Data quality issues significantly impact thousands of organizations every day. Among others, low data quality can break automated reports with figures that do not add up, or they can lead to ML models producing poor recommendations. These result in poor user experiences or wrong business decisions including investment in the wrong sectors, reducing production or capacity rather than increasing it, and a multitude of other issues that come with high price tags.
Gartner research in 2018 found organizations estimated poor data quality to be responsible for $15 million per year in losses. A recent D&B survey found that 1 in 5 businesses lose revenue and customers due to incomplete data. As businesses become increasingly data-driven today, and they are collecting and processing more and more data, this will only lead to more frequent data quality issues and costly missteps.

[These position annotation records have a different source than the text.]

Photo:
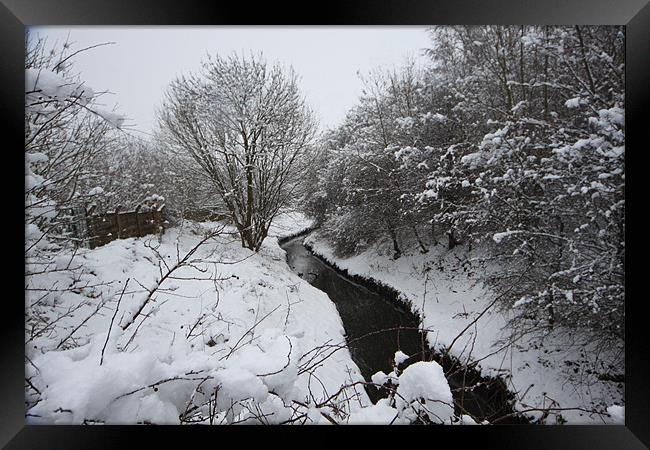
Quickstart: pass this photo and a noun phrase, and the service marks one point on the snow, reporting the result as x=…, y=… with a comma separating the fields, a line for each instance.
x=400, y=357
x=617, y=414
x=423, y=387
x=198, y=335
x=572, y=102
x=498, y=237
x=379, y=378
x=113, y=119
x=380, y=414
x=43, y=82
x=97, y=190
x=472, y=160
x=454, y=298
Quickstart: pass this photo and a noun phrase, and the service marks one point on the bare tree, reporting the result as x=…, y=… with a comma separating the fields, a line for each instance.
x=248, y=128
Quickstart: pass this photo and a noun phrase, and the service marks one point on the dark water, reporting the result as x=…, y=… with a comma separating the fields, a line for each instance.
x=377, y=326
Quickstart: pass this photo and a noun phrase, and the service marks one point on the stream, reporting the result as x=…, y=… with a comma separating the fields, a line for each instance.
x=377, y=324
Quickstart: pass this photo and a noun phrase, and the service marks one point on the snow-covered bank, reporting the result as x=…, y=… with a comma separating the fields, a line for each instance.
x=231, y=321
x=444, y=288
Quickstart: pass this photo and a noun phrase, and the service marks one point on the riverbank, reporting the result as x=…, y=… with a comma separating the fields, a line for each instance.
x=234, y=322
x=443, y=287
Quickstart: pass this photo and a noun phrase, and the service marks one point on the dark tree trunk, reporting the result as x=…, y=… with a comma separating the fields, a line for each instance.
x=452, y=241
x=396, y=248
x=423, y=248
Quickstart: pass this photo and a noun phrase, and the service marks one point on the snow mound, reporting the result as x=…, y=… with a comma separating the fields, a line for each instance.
x=423, y=389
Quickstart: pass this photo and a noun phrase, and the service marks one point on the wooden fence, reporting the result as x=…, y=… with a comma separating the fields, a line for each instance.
x=104, y=228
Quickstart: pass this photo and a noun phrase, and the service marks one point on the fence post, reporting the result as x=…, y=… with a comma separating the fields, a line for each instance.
x=117, y=220
x=137, y=220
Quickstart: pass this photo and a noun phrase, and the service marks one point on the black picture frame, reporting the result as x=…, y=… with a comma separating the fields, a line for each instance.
x=15, y=15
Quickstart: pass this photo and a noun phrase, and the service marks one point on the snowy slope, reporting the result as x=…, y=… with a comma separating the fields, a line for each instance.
x=198, y=334
x=450, y=296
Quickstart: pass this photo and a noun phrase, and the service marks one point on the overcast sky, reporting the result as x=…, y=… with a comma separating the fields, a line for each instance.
x=143, y=60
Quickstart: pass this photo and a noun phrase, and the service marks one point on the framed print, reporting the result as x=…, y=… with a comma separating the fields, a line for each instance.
x=405, y=213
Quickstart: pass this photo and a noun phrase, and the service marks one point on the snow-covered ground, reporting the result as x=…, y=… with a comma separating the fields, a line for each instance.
x=198, y=333
x=450, y=296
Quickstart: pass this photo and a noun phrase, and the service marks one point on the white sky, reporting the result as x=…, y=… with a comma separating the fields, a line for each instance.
x=137, y=69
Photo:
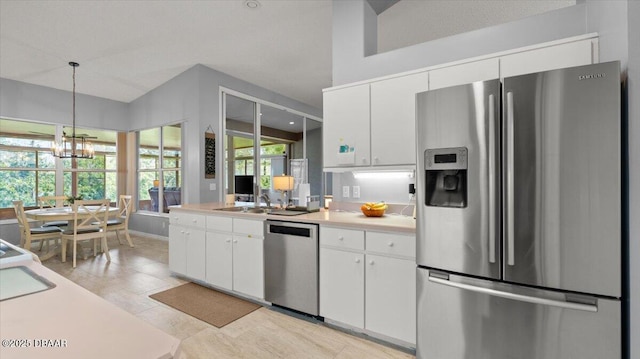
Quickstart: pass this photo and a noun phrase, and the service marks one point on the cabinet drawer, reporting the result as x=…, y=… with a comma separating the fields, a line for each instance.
x=391, y=243
x=342, y=238
x=248, y=226
x=223, y=224
x=187, y=219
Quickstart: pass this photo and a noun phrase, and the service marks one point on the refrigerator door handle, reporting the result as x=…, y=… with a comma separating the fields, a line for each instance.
x=510, y=174
x=514, y=296
x=492, y=180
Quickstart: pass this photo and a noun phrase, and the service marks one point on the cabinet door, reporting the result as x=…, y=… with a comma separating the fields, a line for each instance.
x=391, y=297
x=342, y=286
x=549, y=58
x=346, y=125
x=196, y=255
x=393, y=119
x=177, y=250
x=464, y=73
x=248, y=265
x=219, y=250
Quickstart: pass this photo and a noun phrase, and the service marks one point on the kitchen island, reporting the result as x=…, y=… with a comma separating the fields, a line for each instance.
x=351, y=219
x=366, y=265
x=68, y=321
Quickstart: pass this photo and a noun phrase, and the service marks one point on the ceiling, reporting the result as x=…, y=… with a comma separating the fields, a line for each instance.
x=127, y=48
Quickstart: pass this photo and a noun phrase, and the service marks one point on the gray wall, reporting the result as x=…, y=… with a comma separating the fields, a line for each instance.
x=350, y=42
x=633, y=104
x=617, y=25
x=20, y=100
x=193, y=98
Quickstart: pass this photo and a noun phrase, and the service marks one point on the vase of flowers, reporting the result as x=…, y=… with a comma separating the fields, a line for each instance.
x=71, y=199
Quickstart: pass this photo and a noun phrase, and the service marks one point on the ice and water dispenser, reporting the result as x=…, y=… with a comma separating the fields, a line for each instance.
x=446, y=177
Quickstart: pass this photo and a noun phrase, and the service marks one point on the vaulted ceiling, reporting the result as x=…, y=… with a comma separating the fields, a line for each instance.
x=127, y=48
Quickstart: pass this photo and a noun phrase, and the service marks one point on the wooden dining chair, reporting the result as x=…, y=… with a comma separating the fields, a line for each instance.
x=121, y=223
x=52, y=202
x=28, y=235
x=89, y=222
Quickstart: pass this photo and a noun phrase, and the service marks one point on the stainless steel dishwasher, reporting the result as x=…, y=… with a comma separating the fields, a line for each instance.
x=291, y=265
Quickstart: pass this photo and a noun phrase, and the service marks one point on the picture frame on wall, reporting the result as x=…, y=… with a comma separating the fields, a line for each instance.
x=209, y=153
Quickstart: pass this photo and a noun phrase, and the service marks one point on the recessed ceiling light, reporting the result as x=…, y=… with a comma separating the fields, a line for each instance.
x=252, y=4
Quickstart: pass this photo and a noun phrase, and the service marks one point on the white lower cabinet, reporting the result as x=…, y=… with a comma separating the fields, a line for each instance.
x=219, y=254
x=371, y=287
x=391, y=297
x=187, y=245
x=342, y=286
x=248, y=265
x=235, y=255
x=226, y=252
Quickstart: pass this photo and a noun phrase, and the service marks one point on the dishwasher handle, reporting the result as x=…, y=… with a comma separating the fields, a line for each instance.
x=290, y=229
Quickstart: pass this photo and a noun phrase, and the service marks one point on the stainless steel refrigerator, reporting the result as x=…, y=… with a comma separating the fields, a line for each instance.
x=519, y=217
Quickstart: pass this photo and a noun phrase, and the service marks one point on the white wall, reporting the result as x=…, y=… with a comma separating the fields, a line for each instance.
x=617, y=25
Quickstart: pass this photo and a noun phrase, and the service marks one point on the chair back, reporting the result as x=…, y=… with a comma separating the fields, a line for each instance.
x=89, y=214
x=125, y=208
x=51, y=201
x=23, y=222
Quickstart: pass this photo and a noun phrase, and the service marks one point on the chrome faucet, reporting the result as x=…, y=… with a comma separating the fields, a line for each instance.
x=266, y=198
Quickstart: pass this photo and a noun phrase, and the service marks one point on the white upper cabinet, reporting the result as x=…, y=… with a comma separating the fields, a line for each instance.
x=393, y=119
x=464, y=73
x=548, y=58
x=345, y=127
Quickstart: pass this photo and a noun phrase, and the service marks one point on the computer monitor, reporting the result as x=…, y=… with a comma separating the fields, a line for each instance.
x=243, y=184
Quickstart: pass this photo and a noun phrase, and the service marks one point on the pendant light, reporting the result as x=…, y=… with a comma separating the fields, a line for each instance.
x=74, y=146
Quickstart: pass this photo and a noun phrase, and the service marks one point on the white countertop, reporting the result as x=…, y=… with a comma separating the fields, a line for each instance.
x=68, y=321
x=388, y=222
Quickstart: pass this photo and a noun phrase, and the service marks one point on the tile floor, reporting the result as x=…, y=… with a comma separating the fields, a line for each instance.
x=135, y=273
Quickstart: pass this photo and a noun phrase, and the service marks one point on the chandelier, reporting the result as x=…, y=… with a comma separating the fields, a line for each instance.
x=74, y=146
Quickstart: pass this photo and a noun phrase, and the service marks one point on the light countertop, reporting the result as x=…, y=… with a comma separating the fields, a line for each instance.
x=388, y=222
x=67, y=321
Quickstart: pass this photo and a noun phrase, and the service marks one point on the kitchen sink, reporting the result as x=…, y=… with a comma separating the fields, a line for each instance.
x=263, y=210
x=244, y=209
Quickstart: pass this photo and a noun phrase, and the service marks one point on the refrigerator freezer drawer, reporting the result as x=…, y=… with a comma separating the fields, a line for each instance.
x=467, y=318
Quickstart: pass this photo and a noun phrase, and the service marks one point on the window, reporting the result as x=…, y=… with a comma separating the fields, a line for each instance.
x=27, y=167
x=159, y=168
x=93, y=178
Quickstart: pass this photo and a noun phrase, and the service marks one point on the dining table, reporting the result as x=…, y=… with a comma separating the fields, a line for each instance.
x=60, y=214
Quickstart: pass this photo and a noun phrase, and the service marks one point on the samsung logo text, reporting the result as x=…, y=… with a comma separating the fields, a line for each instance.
x=591, y=76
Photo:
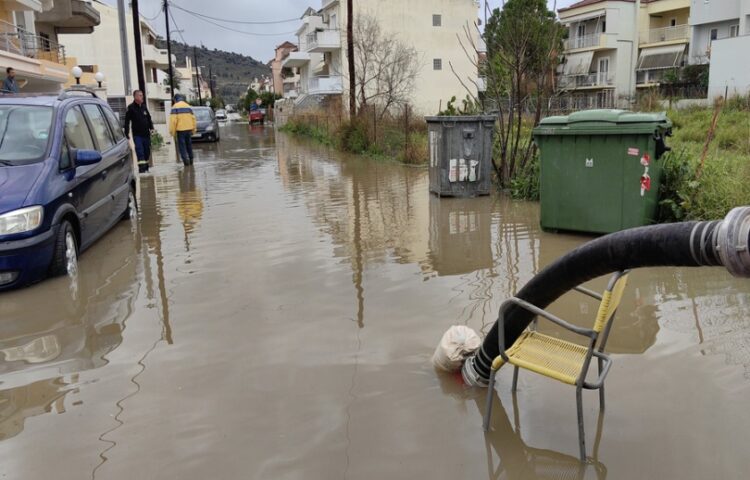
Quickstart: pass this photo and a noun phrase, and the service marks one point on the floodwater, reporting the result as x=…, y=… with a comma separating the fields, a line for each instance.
x=273, y=314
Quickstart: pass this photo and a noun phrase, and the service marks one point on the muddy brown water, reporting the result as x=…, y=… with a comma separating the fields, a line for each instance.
x=273, y=313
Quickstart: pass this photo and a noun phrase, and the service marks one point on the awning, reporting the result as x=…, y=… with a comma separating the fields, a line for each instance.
x=578, y=63
x=658, y=58
x=584, y=16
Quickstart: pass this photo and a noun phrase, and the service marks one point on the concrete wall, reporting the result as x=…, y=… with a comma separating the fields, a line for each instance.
x=710, y=11
x=102, y=48
x=700, y=45
x=726, y=71
x=411, y=22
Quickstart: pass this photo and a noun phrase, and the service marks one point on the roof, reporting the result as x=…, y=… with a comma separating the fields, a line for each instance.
x=584, y=3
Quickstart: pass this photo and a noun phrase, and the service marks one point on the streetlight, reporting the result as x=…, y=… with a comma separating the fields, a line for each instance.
x=77, y=73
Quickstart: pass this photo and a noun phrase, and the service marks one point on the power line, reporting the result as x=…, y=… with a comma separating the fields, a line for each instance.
x=234, y=29
x=225, y=20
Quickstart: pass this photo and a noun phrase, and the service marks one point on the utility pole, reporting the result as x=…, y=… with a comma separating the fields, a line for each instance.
x=197, y=77
x=169, y=51
x=121, y=17
x=350, y=55
x=138, y=51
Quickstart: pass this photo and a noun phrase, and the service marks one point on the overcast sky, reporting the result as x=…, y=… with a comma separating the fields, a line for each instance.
x=260, y=47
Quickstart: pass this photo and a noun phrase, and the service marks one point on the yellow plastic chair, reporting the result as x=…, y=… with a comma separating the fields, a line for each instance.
x=559, y=359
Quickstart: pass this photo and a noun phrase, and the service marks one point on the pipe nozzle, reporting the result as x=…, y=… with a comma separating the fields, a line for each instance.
x=733, y=242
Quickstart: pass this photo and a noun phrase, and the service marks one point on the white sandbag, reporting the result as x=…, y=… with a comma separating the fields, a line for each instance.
x=457, y=343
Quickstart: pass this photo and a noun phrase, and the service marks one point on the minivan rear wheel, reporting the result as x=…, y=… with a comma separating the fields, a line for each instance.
x=65, y=259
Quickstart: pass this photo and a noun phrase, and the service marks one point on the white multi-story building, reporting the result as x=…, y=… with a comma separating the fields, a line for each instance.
x=721, y=37
x=29, y=39
x=101, y=52
x=431, y=27
x=716, y=20
x=600, y=51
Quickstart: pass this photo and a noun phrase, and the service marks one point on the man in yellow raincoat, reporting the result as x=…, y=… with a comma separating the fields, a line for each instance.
x=182, y=126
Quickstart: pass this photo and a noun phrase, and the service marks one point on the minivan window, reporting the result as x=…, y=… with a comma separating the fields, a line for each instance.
x=202, y=114
x=76, y=130
x=99, y=125
x=114, y=124
x=24, y=133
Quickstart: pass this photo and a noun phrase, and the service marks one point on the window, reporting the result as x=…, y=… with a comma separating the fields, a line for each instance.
x=99, y=126
x=76, y=130
x=114, y=124
x=65, y=162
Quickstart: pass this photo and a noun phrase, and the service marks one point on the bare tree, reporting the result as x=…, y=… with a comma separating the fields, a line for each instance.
x=386, y=67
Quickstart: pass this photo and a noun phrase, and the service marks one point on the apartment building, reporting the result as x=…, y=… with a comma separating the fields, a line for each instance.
x=721, y=37
x=431, y=27
x=100, y=52
x=285, y=80
x=192, y=82
x=713, y=20
x=30, y=43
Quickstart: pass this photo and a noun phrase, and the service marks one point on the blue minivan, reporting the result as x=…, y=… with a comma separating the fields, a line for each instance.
x=66, y=178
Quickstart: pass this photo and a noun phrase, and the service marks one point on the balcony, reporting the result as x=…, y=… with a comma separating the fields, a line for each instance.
x=326, y=84
x=155, y=56
x=569, y=82
x=679, y=33
x=296, y=59
x=157, y=91
x=21, y=42
x=594, y=40
x=323, y=41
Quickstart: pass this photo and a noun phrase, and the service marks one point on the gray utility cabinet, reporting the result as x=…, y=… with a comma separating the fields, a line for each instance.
x=460, y=155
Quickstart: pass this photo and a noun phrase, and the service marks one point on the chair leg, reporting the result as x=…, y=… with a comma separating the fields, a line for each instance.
x=581, y=432
x=488, y=407
x=601, y=389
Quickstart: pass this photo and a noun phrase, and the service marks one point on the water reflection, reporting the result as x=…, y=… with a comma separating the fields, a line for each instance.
x=508, y=455
x=44, y=345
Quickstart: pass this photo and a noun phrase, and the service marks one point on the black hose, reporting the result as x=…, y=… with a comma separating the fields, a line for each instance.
x=688, y=244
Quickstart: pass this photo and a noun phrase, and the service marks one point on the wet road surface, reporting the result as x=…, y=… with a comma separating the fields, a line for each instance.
x=273, y=314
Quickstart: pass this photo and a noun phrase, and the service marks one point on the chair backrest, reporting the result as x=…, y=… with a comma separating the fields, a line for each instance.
x=611, y=300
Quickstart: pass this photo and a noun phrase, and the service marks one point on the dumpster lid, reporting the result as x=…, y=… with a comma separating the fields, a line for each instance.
x=603, y=121
x=460, y=118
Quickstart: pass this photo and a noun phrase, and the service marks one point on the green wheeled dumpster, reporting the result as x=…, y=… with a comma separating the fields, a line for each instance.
x=601, y=169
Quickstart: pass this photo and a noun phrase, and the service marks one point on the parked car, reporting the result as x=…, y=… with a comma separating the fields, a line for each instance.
x=66, y=178
x=208, y=125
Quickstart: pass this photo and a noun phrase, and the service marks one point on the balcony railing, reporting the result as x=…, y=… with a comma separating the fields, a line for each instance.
x=667, y=34
x=21, y=42
x=590, y=80
x=585, y=41
x=326, y=84
x=325, y=40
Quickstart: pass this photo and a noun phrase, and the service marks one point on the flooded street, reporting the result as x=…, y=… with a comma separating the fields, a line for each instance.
x=273, y=315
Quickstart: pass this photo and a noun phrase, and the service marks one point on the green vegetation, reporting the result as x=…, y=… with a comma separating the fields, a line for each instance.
x=690, y=192
x=402, y=139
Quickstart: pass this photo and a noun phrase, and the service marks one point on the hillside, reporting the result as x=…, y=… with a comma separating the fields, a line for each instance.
x=233, y=71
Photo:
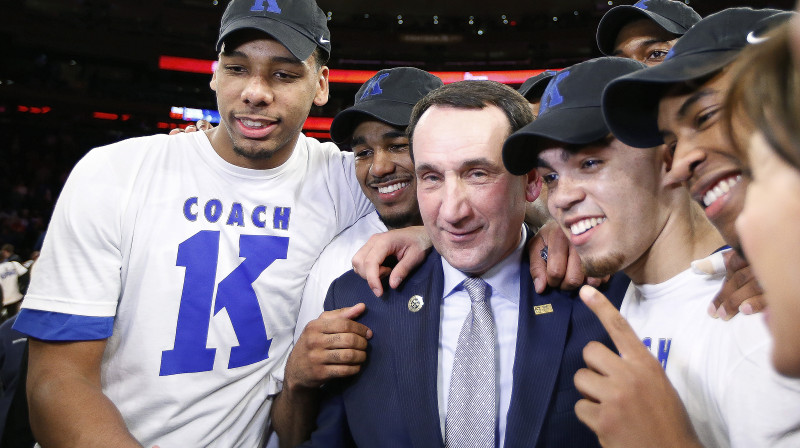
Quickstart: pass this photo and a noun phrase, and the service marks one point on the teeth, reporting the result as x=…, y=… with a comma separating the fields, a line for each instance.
x=391, y=188
x=251, y=123
x=720, y=189
x=585, y=224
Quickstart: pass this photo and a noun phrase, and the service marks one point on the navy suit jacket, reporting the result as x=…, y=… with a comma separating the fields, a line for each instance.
x=393, y=401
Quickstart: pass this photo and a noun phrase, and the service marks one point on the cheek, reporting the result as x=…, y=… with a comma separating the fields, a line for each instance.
x=428, y=206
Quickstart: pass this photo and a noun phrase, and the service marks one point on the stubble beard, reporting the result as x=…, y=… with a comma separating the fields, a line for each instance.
x=601, y=267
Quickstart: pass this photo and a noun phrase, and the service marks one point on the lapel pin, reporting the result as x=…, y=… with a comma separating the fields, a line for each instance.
x=538, y=309
x=415, y=303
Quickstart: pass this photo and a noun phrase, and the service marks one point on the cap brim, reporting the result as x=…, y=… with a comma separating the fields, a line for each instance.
x=576, y=126
x=300, y=45
x=630, y=103
x=612, y=22
x=393, y=113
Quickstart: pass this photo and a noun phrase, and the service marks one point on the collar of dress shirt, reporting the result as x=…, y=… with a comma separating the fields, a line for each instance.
x=503, y=277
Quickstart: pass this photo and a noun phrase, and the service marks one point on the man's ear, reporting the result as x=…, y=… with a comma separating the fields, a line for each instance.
x=670, y=176
x=533, y=186
x=321, y=98
x=213, y=82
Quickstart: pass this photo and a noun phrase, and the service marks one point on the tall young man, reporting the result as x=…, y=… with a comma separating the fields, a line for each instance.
x=624, y=208
x=645, y=31
x=165, y=298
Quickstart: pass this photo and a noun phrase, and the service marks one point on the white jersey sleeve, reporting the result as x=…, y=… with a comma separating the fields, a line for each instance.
x=80, y=262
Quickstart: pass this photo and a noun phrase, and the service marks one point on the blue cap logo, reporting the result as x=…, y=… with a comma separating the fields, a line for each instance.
x=551, y=96
x=272, y=6
x=374, y=87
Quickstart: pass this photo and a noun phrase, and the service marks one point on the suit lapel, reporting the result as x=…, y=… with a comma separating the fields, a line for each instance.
x=540, y=344
x=417, y=344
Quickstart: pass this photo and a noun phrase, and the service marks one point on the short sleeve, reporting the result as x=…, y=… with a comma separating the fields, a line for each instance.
x=79, y=269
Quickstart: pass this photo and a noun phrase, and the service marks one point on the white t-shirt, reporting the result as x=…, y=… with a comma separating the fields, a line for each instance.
x=200, y=264
x=721, y=370
x=334, y=261
x=9, y=281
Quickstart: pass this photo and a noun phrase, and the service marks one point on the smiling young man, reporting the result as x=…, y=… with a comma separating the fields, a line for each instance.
x=679, y=103
x=331, y=345
x=626, y=208
x=167, y=290
x=645, y=31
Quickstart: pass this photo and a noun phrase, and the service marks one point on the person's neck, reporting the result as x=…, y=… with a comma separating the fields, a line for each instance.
x=687, y=236
x=221, y=142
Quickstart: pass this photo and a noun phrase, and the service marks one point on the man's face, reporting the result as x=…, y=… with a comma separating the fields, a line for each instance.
x=703, y=153
x=644, y=41
x=606, y=198
x=386, y=172
x=768, y=230
x=264, y=95
x=471, y=206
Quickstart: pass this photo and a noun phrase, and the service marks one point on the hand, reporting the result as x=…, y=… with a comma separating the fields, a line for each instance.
x=628, y=400
x=408, y=245
x=330, y=346
x=740, y=292
x=562, y=269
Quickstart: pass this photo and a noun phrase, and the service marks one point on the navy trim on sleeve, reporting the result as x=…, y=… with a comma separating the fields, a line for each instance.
x=51, y=326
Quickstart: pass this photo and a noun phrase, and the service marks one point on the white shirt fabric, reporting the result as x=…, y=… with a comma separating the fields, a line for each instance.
x=456, y=305
x=9, y=281
x=150, y=226
x=334, y=261
x=721, y=370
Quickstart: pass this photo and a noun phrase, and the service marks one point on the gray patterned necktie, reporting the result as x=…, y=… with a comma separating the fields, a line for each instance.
x=472, y=407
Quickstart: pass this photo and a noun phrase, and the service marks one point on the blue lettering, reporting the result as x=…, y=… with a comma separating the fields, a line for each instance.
x=187, y=209
x=552, y=97
x=236, y=216
x=235, y=294
x=258, y=212
x=663, y=351
x=272, y=6
x=374, y=87
x=280, y=219
x=213, y=210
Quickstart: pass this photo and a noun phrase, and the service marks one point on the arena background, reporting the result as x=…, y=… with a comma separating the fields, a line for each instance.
x=82, y=73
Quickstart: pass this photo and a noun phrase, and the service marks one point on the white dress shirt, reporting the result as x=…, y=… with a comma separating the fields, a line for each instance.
x=456, y=304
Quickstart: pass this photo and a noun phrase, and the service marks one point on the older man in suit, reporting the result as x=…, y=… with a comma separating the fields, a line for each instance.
x=465, y=338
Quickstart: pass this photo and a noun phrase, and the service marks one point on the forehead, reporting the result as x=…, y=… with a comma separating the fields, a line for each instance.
x=641, y=30
x=458, y=134
x=679, y=97
x=371, y=128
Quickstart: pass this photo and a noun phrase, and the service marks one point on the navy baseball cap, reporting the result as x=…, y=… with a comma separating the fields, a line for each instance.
x=534, y=86
x=673, y=16
x=389, y=96
x=300, y=25
x=570, y=111
x=630, y=103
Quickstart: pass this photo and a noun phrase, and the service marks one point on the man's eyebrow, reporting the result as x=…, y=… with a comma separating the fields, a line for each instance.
x=394, y=134
x=359, y=140
x=279, y=59
x=648, y=42
x=694, y=98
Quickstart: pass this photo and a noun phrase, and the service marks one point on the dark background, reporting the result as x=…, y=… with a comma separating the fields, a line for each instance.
x=64, y=60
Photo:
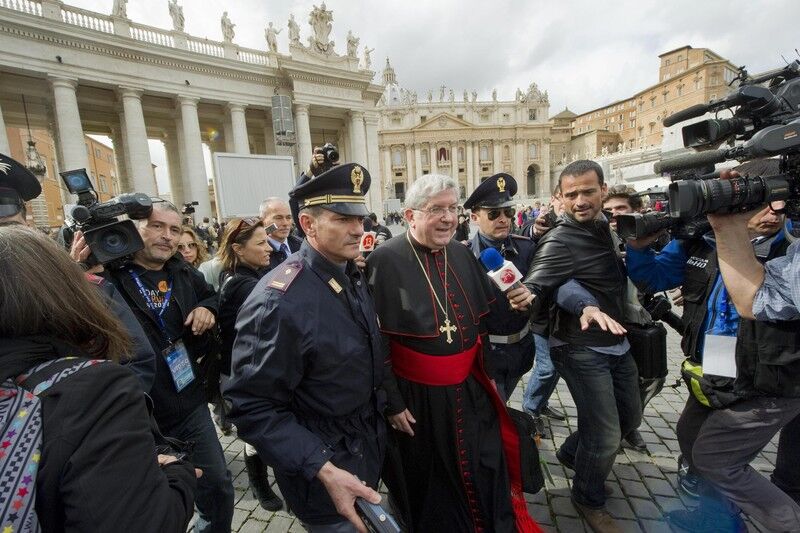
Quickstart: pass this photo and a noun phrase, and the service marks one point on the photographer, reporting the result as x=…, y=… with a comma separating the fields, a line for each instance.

Over time, these issues also lead to a drop in confidence in the data, causing the decision-makers to be cautious when acting on it and show less enthusiasm when deciding the budget allocated to the data department.
When these data issues and their consequences rise to the surface, sometimes, after having impacted the business for weeks or months, data teams must locate and troubleshoot them. This exercise can take hours, days, and sometimes even weeks as multiple stakeholders might be involved: those who collect the data, those who process it, and finally, those who consume it.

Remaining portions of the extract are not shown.